Does your home have a smoke alarm? According to the National Fire Protection Association (NFPA), the answer is likely yes: NFPA research shows that most American homes have at least one. But do you know how old your smoke alarms are? If you’re like most people, you’re probably not so sure.
A recent survey conducted by NFPA revealed that only a small percentage of people know how old their smoke alarms are, or how often they need to be replaced. That lack of awareness is a concern for the Highland Park Fire Department and NFPA, because smoke alarms don’t last forever.
“Time and again, I’ve seen the life-saving impact smoke alarms can have in a home fire, but I’ve also seen the tragedy that can result when smoke alarms aren’t working properly,” says Chief Jay Littman of the Highland Park Fire Department. “That’s why we’re making a concerted effort to educate Highland Park residents about the overall importance of smoke alarms, and that they do have a life limit.”
NFPA 72, National Fire Alarm Code®, requires smoke alarms be replaced at least every 10 years, but because the public is generally unaware of this requirement, many homes have smoke alarms past their expiration date, putting people at increased risk.
As the official sponsor of Fire Prevention Week for more than 90 years, NFPA is promoting this year’s Fire Prevention Week campaign, “Don’t Wait – Check the Date! Replace Smoke Alarms Every 10 Years,” to better educate the public about the critical importance of knowing how old their smoke alarms are and replacing them once they’re 10 years old. Fire Prevention Week is October 9-15, 2016.

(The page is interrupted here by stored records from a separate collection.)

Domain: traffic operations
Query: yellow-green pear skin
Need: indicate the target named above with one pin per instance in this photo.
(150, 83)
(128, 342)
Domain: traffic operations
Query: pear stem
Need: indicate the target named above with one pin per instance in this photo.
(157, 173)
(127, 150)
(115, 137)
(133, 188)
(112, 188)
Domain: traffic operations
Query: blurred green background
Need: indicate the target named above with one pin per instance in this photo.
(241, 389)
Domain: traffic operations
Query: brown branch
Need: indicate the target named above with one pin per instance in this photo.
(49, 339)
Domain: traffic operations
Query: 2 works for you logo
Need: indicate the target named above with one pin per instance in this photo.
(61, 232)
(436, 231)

The Highland Park Fire Department will be visiting local schools and daycares to educate children about fire prevention this week. Also, there will be an open house at the Highland Park Fire Department, 220 S 5th Ave. on Oct. 13, 6 p.m. to 9 p.m. in support of Fire Prevention Week and this year’s campaign. The event will include fire safety demonstrations, snacks and drinks, a bounce house, a chance to see the fire engines and meet the firefighters of Highland Park. All residents of Highland Park are invited to attend.

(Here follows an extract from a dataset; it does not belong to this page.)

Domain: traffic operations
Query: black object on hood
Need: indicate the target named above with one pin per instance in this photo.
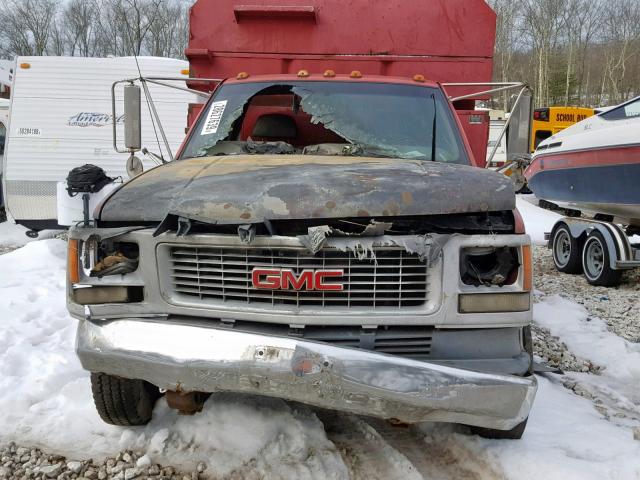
(86, 179)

To find out how old your smoke alarm is and its expiration date, simply look on the back of the alarm where the date of manufacture is marked. The smoke alarm should be replaced 10 years from that date (not the date of purchase). The Highland Park Fire Department also says smoke alarms should be tested monthly, and that batteries should be replaced once a year or when they begin to chirp, signaling that they’re running low.